Ce à quoi on peut s’attendre de la part du BSIF

En définitive, à quels changements peut-on s’attendre de la part du BSIF, le cas échéant?

Je commencerai par ce qui ne devrait pas changer.

Nous allons continuer de remplir notre mission : protéger les intérêts des déposants et autres créanciers des institutions financières tout en tenant compte de la nécessité, pour celles-ci, de faire face à la concurrence et de prendre des risques raisonnables.

Nous allons continuer de faire échec à la satisfaction qui s’installe insidieusement lorsque les conditions économiques et la stabilité financière sont au beau fixe.

Nous allons demeurer attentifs et proactifs – c’est-à-dire réglementer en fonction de ce qu’on voit par le pare-brise, et non dans le rétroviseur.  

Et nous allons demeurer ouverts aux observations du public concernant les normes de financement hypothécaire. Nous sommes bien conscients du fait que la réglementation des prêts hypothécaires touche directement la vie de bien des gens, et ce, à plusieurs égards. Et nous prenons acte du fait qu’elle soit maintenant partie intégrante d’un vaste exercice de réflexion publique sur les mesures à prendre face à un marché immobilier dont la valeur ne cesse d’augmenter.    

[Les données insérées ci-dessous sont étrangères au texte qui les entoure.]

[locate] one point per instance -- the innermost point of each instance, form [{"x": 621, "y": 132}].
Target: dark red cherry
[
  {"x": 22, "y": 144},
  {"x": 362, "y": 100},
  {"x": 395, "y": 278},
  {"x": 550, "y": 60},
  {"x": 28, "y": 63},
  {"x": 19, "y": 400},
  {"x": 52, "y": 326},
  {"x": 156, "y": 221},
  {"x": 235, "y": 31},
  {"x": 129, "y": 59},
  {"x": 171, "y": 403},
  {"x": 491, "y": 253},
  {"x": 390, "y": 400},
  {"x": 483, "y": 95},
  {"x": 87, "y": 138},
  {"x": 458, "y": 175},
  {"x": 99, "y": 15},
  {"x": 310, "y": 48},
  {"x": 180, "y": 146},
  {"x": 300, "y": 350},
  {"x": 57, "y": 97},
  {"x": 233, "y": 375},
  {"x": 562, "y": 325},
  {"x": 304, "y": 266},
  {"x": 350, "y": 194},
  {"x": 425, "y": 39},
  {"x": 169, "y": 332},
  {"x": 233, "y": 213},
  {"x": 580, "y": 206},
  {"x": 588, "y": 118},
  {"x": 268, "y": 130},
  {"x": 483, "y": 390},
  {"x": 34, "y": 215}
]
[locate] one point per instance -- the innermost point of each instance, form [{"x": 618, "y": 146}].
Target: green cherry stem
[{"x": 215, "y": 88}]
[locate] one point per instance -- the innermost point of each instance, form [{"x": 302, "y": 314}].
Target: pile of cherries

Ce qui m’amène aux changements qui s’annoncent.

Nous avons décidé d’être plus transparents. Et nous croyons que le dossier des normes de financement hypothécaire nous en offre l’occasion.  

En vous exposant le point de vue du BSIF aujourd’hui et en répondant ouvertement à certaines critiques, j’espère avoir fait un grand pas dans cette direction.  

Je vous remercie d’avoir pris le temps de venir m’écouter et c'est avec plaisir que je répondrai maintenant à vos questions.